Enfin, un troisième scénario, plus optimiste, serait celui d’un sursaut diplomatique, où les deux pays décideraient de mettre de côté leurs différends pour se concentrer sur les enjeux communs. Ce scénario supposerait un changement de cap à Paris, avec une politique moins influencée par les considérations intérieures et plus ouverte au dialogue avec Alger.
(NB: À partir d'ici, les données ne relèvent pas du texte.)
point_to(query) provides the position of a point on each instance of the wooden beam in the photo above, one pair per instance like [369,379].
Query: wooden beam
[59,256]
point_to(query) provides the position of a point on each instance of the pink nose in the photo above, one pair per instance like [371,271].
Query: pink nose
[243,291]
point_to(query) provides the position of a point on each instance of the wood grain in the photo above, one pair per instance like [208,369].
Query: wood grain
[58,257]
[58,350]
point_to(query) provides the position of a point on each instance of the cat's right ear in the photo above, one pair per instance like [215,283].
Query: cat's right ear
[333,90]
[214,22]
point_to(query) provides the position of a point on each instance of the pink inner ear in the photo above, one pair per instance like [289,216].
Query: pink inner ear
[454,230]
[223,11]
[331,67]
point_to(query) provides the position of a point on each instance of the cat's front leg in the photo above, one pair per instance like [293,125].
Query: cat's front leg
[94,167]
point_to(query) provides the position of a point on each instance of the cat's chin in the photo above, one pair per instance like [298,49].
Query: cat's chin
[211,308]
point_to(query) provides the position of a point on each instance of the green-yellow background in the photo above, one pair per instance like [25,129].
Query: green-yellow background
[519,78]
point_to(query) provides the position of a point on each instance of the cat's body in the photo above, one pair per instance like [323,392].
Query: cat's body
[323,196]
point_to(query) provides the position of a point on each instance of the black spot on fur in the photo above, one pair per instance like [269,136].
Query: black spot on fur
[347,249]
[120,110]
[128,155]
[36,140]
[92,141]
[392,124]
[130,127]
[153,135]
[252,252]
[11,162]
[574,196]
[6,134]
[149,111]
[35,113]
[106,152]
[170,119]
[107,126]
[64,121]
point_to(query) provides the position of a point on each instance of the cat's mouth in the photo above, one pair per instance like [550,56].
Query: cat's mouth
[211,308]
Conclusion : Une Relation à Réinventer

La relation entre l’Algérie et la France est à un tournant décisif. Après des années de tensions et de malentendus, les deux pays doivent maintenant décider de la direction à suivre. Pour l’Algérie, il s’agit de défendre ses intérêts tout en gardant la porte ouverte à un dialogue constructif. Pour la France, il est temps de clarifier ses intentions et de choisir entre une politique de confrontation ou de coopération.

Dans ce contexte, le rôle des dirigeants des deux pays sera crucial. Abdelmadjid Tebboune et Emmanuel Macron, malgré leurs divergences, ont encore la possibilité de redéfinir les bases d’une relation bilatérale apaisée. Mais pour cela, il faudra des actes forts, des gestes de bonne volonté et, surtout, la volonté de tourner la page des malentendus pour construire un avenir commun.